With Miniloop, you can build AI workflows that leverage both models strategically. Use Gemini's 1M context and 250 tokens/sec speed for document processing and real-time chat, then route coding tasks to GPT-4o mini's superior HumanEval performance. Or use Gemini for multimodal generation while using GPT-4o mini for logical reasoning.
Miniloop lets you:
- Route high-volume tasks to Gemini (1.5x cost savings)
- Use GPT-4o mini for coding and reasoning tasks
- Leverage Gemini's 1M context for long documents
- Combine speed (Gemini) with coding prowess (GPT-4o mini)
- A/B test budget models to optimize performance
- Build hybrid pipelines with different models for different steps
Stop choosing between context and coding. Start building multi-model budget workflows with Miniloop.
Sources
- Gemini 2.0 Flash Model Specs - Galaxy.ai
- Gemini 2.0 Flash Performance - Artificial Analysis
- GPT-4o mini - OpenAI
- GPT-4o mini Performance Analysis - Artificial Analysis
- GPT-4o mini Pricing - LLM Stats
Frequently Asked Questions
Which is better, Gemini 2.0 Flash or GPT-4o mini?

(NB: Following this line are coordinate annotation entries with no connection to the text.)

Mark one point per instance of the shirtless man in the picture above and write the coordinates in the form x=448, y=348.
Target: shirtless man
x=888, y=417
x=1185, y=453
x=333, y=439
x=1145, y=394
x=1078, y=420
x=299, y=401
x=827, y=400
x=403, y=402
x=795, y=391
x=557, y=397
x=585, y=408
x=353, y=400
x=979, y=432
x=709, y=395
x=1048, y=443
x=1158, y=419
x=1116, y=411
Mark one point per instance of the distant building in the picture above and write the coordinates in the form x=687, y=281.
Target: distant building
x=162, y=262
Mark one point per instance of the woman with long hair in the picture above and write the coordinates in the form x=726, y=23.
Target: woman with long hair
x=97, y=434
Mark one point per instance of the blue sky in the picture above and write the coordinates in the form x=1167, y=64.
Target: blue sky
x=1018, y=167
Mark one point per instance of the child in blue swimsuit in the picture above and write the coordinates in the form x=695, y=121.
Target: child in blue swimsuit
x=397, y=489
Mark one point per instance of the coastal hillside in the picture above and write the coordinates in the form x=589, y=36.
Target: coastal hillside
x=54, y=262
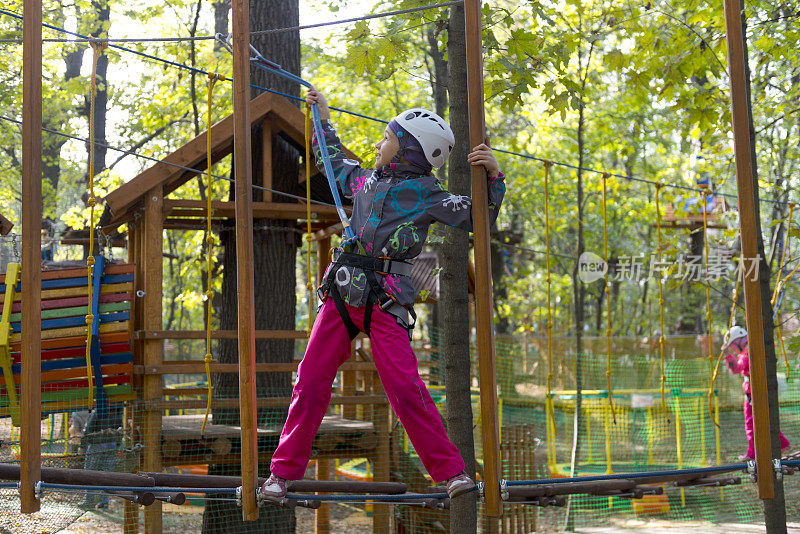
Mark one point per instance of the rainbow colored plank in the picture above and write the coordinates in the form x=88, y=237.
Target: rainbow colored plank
x=65, y=304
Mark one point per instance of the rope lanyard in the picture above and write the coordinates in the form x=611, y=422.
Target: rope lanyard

Gemini 2.0 Flash is better for massive context (1M vs 128K tokens), speed (250 tokens/sec), multimodal generation, and slightly lower cost (1.5x cheaper). GPT-4o mini is better for coding (87.2% HumanEval), reasoning (82% MMLU), and proven production reliability.
How much cheaper is Gemini 2.0 Flash than GPT-4o mini?
Gemini 2.0 Flash costs $0.10 per million input tokens vs GPT-4o mini's $0.15, making it 1.5x cheaper on input and 1.5x cheaper on output ($0.40 vs $0.60). Both are budget-friendly flagship alternatives.
Does Gemini 2.0 Flash have a larger context window than GPT-4o mini?
Yes, Gemini 2.0 Flash has a 1 million token context window compared to GPT-4o mini's 128K tokens, making it 8x larger. This allows processing much longer documents in a single request.
Which model is faster for real-time applications?
Gemini 2.0 Flash is significantly faster at 250 tokens/sec, making it 2x faster than previous Gemini versions and ideal for real-time chat, streaming, and high-throughput applications. GPT-4o mini has standard speed.